OpenAI Usage Stats Parser

Extract and cost-estimate token usage from an OpenAI API response.

Paste an OpenAI API response object and instantly see prompt tokens, completion tokens, cached tokens, reasoning tokens, and a per-model cost estimate in a clean summary card. Works fully in your browser with no key required. It runs free in your browser on Gera Tools, with nothing uploaded.

Last updated Source: Gera Tools

Do I need an API key?

No. This tool only parses a response you already received. Everything runs locally in your browser and nothing is sent anywhere.

Parse OpenAI token usage and estimate cost

The OpenAI Usage Stats Parser reads the usage object from any OpenAI API response and lays out the token counts you actually care about — prompt, completion, cached input, and reasoning tokens — alongside an estimated cost for the call. No API key is needed because you are parsing a response you already have.

How it works

The tool parses your pasted JSON and looks for a usage object using both the chat-completions field names (prompt_tokens, completion_tokens) and the responses-API names (input_tokens, output_tokens). It also reads prompt_tokens_details.cached_tokens and completion_tokens_details.reasoning_tokens when present. Cost is computed from published list prices for the model you select, billing cached input at the discounted rate and the rest at the standard input price.

What the OpenAI usage object looks like

The usage object returned by OpenAI’s chat completions API looks like this:

{
  "usage": {
    "prompt_tokens": 1024,
    "completion_tokens": 512,
    "total_tokens": 1536,
    "prompt_tokens_details": {
      "cached_tokens": 768,
      "audio_tokens": 0
    },
    "completion_tokens_details": {
      "reasoning_tokens": 0,
      "audio_tokens": 0,
      "accepted_prediction_tokens": 0,
      "rejected_prediction_tokens": 0
    }
  }
}

The responses API (used with Assistants and the /v1/responses endpoint) uses slightly different field names — input_tokens and output_tokens instead of prompt_tokens and completion_tokens. This parser handles both formats automatically.

How cost is calculated from token counts

Cost is determined by counting three categories of tokens and multiplying by their respective per-million-token prices:

  1. Non-cached input tokensprompt_tokens − cached_tokens, billed at the standard input rate
  2. Cached input tokenscached_tokens from prompt_tokens_details, billed at the discounted cached-input rate (typically 50% of the standard input price)
  3. Output tokenscompletion_tokens including reasoning tokens, billed at the output rate (usually higher than the input rate)
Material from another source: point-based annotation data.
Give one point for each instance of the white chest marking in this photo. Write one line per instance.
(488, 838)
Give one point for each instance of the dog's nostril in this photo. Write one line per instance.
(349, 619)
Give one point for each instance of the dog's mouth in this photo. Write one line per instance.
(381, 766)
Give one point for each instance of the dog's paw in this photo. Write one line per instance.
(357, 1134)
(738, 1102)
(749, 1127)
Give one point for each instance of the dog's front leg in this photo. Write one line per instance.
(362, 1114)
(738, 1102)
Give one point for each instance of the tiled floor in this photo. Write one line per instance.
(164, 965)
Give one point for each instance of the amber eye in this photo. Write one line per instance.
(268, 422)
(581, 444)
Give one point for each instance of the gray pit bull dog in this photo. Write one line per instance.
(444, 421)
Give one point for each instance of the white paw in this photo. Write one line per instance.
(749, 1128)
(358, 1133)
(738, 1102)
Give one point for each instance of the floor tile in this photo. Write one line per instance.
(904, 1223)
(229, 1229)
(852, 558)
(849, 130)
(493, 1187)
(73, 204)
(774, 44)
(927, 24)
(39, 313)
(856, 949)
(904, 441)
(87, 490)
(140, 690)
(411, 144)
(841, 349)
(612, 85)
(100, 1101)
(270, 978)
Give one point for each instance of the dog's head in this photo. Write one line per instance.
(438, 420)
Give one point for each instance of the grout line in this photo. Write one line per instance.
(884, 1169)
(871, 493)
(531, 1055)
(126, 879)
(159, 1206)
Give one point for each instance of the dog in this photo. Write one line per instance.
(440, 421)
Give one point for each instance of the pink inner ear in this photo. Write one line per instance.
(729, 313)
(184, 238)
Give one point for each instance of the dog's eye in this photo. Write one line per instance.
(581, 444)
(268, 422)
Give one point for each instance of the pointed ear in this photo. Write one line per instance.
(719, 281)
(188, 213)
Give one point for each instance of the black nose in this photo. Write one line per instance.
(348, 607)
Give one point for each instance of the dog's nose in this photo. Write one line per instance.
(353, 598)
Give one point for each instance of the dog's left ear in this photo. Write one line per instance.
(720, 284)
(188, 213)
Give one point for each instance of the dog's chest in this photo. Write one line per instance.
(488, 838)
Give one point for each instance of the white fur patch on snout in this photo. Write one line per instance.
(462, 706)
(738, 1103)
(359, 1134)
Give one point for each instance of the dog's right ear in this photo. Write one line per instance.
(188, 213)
The formula: cost = (non_cached_input / 1M × input_price) + (cached_input / 1M × cached_price) + (output / 1M × output_price)
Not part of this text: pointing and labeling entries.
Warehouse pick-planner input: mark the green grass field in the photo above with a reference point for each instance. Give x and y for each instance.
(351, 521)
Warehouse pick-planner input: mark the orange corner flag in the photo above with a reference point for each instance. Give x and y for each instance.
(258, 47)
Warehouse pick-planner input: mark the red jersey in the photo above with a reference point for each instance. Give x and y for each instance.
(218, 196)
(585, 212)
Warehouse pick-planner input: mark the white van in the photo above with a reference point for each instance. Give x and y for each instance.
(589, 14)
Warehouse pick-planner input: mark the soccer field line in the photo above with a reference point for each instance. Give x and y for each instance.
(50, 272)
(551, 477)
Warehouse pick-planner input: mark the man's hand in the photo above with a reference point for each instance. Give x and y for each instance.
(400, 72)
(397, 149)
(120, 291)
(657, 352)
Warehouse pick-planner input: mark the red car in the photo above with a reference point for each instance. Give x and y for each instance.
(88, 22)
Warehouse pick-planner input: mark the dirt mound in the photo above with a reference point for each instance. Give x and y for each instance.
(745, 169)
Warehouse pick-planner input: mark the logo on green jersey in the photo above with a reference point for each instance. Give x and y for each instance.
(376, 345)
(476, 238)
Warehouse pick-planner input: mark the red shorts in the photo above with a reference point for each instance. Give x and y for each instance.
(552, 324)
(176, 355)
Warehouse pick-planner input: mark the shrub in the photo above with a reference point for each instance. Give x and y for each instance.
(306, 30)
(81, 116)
Reading the results: what to watch

High cached token count. If your cached_tokens is a large fraction of prompt_tokens, your prompt caching is working well. A stable system prompt that fills thousands of tokens can be served from cache on repeated calls, cutting input costs substantially. A cached count near zero on repeated calls suggests your prompt structure is changing in a way that prevents cache hits.

High reasoning tokens. On o-series models (o1, o3, etc.), reasoning tokens represent the model’s internal thinking process before producing a response. They are billed as output tokens and can easily dwarf the final visible completion on hard problems. If a call costs more than expected, check completion_tokens_details.reasoning_tokens first.

Rejected prediction tokens. When using speculative decoding features, rejected tokens represent draft tokens that were not accepted by the verifier. They are billed even though they did not contribute to the final output.

Troubleshooting: no usage object found

If the parser reports that no usage object was found, common causes are:

  • You pasted only the message content (the choices[0].message.content string) rather than the full API response JSON
  • The response is from a streaming call — streaming responses emit tokens incrementally and the usage object may appear only in the final data: [DONE] chunk or as a separate final object depending on the streaming mode
  • The response is from a non-completion endpoint (such as embeddings or images) that uses different field names

Paste the complete raw JSON object from your API call to get a valid parse.